Dívida, a ferida de complexa cicatrização

A argumentação em favor da restruturação da dívida pública europeia está longe de ser consensual no seio da comunidade científica, porque é uma solução imbuída de complexidades de implementação, e porque os benefícios não serão tão evidentes quanto parecem numa primeira análise.

“Em vez de gastarmos energias a exigir perdões da dívida pública, seria mais produtivo concentrarmo-nos em como estes montantes deveriam estar a ser utilizados” – Christine Lagarde, presidente do Banco Central Europeu

O Fundo Monetário Internacional lançou no final de janeiro as suas perspetivas atualizadas para o ano de 2021 e sobre o processo de saída da economia mundial da crise sanitária. As conclusões acerca do processo de recuperação ficaram em linha com o que muitos observadores atualmente defendem, ou seja, que este ano será marcado por uma recuperação das principais economias à medida que a vacinação em massa ganhe ímpeto e abrangência, e os estímulos fiscais se forem materializando um pouco por todas as economias.

Embora ainda subsistam riscos decorrentes das incertezas logísticas e de mutações do vírus, existe uma crescente convicção de que pelo menos nas principais economias, a fase pós-pandemia poderá constituir uma oportunidade para o aumento da produtividade e de transformação estrutural da atividade, nos quais assentam os pilares dos principais apoios de recuperação – sobretudo na União Europeia. No entanto, e para além das consequências do fim de ciclo da economia tradicional, um dos legados económicos mais complexos de resolver será o do significativo aumento do endividamento público. E que a nível do euro pode trazer de volta os debates em prol da restruturação e perdão de dívidas.

Os bancos centrais deverão permitir, para já, um clima monetário benigno

O colapso das economias, sobretudo as do mundo desenvolvido, tem sido contido pela implementação de medidas fiscais sem precedentes por parte dos governos. Esta resposta de curto prazo, tem provocado desequilíbrios orçamentais que, no final, resultam em aumento do stock de dívida pública.

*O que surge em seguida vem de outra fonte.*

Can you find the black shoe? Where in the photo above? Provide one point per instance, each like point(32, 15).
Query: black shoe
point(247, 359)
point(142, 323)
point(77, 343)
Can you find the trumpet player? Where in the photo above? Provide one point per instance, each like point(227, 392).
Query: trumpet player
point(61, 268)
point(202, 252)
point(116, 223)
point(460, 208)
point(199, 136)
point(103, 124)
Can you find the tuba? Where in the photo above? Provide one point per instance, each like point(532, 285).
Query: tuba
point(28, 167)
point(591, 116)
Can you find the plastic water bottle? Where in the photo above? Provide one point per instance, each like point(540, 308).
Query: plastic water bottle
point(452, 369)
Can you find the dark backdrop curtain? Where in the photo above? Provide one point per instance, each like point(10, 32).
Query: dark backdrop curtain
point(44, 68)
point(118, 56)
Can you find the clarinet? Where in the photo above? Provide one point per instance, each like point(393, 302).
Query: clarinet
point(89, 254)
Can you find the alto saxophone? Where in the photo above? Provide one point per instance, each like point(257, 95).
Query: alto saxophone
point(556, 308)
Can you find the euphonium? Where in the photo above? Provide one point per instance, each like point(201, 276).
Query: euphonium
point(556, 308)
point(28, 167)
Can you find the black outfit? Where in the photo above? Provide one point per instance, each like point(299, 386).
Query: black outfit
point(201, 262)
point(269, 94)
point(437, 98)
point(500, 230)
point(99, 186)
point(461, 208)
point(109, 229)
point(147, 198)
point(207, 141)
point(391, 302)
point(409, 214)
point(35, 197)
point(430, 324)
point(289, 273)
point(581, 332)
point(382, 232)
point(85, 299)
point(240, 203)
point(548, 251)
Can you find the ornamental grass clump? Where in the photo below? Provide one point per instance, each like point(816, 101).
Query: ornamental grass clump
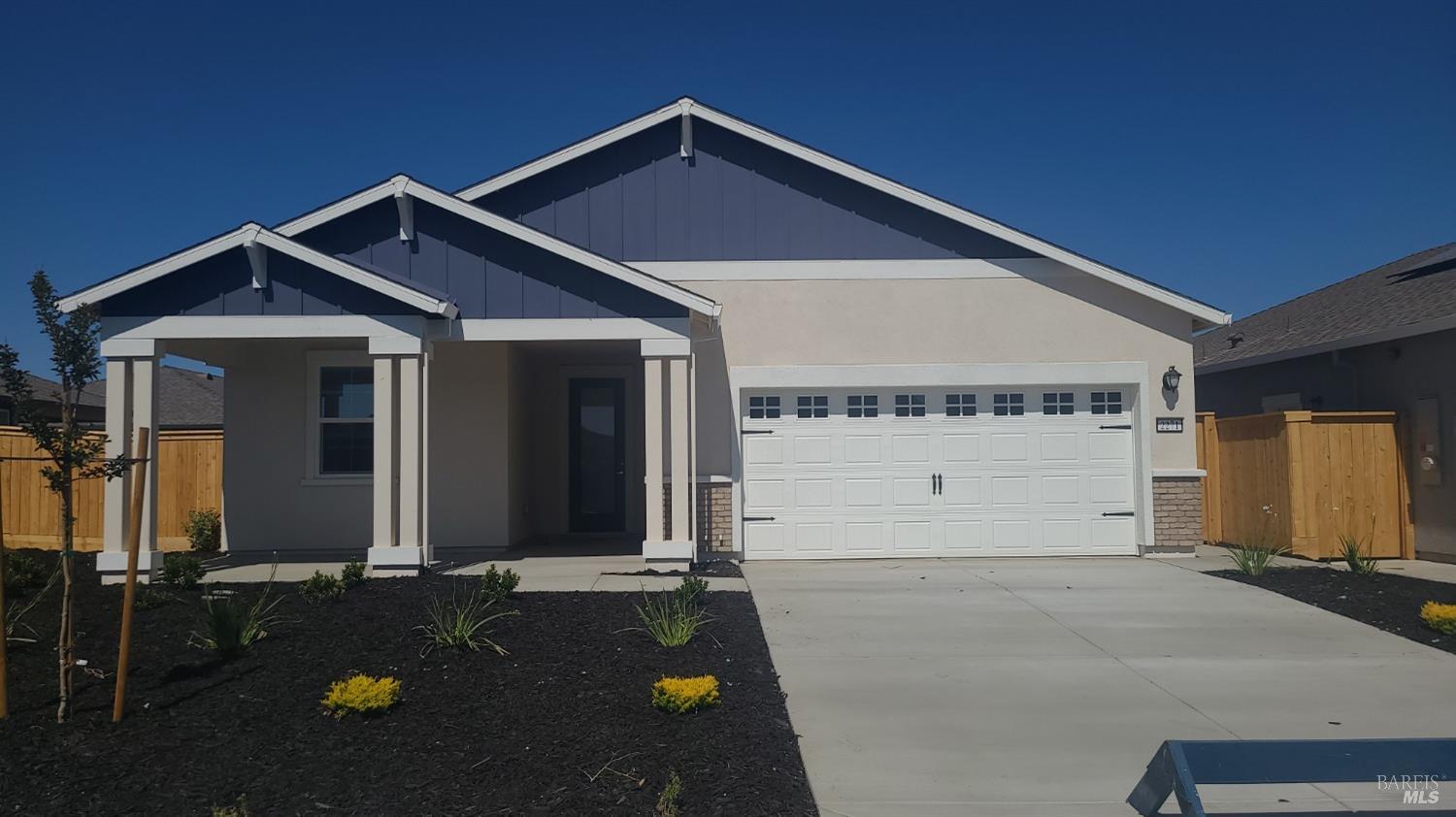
point(1441, 618)
point(320, 587)
point(684, 695)
point(361, 695)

Na realidade, estas medidas fiscais dificilmente podem ser consideradas como estímulos, uma vez que, na prática, têm servido mais para compensar as percas de rendimentos pelas acentuadas quebras de atividade, pelo que não existe propriamente um retorno sustentável e visível na componente de valor criado. Na verdade, têm funcionado mais como uma lógica de ‘seguro’, pago como compensação pelos danos inerentes a uma catástrofe sanitária, associada à situação de pandemia.

No imediato, os riscos associados a uma crise das dívidas soberanas, como vimos entre 2009 e 2012, deverá ser reduzido de forma significativa pela maior complacência dos principais bancos centrais relativamente à inflação – devendo as taxas permanecer bastante baixas e, assim, permitir uma gestão dos elevados acumulados de endividamento.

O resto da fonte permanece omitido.